Pour des raisons inconnues, le 7 mai 1998, la banque Indosuez demande à Mossack Fonseca que le pouvoir de M. Nacer sur la société soit annulé. Ce qui est fait. Plus tard, en novembre, un contrat de nantissement est signé au nom de M. Bugshan avec la fiduciaire Crédit agricole Indosuez. Cela revient à mettre en garantie la société Parinvest et des actifs qu’elle abrite. Pour quelle contrepartie ? M. Nacer est-il toujours à la manœuvre ? Est-ce un moyen de faire sortir de l’argent blanchi ? Contactés, ni M. Nacer ni M. Bugshan n’ont répondu à nos questions. Le 29 décembre 2003, la société sera finalement dissoute et avec elle les mystères sur la destination de l’argent.

Les « Panama papers » en trois points

  • Le Monde et 108 autres rédactions dans 76 pays, coordonnées par le Consortium international des journalistes d’investigation (ICIJ), ont eu accès à une masse d’informations inédites qui jettent une lumière crue sur le monde opaque de la finance offshore et des paradis fiscaux.

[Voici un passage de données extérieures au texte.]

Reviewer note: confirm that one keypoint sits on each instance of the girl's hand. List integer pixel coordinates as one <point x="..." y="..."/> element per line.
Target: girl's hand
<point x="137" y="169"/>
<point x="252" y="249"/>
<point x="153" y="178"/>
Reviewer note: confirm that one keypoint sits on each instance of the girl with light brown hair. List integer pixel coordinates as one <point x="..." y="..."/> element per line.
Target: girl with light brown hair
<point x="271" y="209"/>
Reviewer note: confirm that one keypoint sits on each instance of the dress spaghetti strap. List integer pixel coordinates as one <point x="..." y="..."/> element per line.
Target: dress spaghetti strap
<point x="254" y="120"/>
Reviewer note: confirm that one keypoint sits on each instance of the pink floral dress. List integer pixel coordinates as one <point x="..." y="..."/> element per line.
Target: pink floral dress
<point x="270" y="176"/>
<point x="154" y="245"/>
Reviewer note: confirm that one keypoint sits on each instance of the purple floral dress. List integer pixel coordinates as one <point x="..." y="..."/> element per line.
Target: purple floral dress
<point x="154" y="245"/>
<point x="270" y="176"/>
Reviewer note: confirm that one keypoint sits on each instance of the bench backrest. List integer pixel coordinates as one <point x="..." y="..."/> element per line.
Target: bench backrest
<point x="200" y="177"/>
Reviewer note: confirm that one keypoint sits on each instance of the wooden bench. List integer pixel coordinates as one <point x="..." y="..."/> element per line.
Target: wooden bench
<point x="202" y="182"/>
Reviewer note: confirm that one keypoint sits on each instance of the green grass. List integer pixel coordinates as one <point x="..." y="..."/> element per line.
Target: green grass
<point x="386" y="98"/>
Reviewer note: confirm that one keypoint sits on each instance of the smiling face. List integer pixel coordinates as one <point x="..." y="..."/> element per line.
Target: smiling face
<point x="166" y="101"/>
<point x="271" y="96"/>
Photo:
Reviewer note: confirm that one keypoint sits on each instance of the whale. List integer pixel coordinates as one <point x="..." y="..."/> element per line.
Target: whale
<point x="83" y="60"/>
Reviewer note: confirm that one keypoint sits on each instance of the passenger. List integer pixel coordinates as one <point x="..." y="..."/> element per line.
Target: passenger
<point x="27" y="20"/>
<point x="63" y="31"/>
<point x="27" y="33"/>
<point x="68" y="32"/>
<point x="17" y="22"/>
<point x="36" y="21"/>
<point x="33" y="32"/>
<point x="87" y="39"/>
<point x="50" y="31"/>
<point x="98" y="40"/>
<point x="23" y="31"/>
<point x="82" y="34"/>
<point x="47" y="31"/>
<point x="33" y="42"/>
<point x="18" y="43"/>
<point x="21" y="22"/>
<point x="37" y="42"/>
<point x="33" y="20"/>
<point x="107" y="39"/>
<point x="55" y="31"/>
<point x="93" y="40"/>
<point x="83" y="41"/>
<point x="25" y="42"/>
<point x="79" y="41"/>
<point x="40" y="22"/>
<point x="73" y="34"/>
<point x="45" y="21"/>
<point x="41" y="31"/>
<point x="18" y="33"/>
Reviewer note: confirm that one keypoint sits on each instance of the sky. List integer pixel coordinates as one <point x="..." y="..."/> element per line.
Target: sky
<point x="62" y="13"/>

  • Les 11,5 millions de fichiers proviennent des archives du cabinet panaméen Mossack Fonseca, spécialiste de la domiciliation de sociétés offshore, entre 1977 et 2015. Il s’agit de la plus grosse fuite d’informations jamais exploitée par des médias.
  • Les « Panama papers » révèlent qu’outre des milliers d’anonymes de nombreux chefs d’Etat, des milliardaires, des grands noms du sport, des célébrités ou des personnalités sous le coup de sanctions internationales ont recouru à des montages offshore pour dissimuler leurs actifs.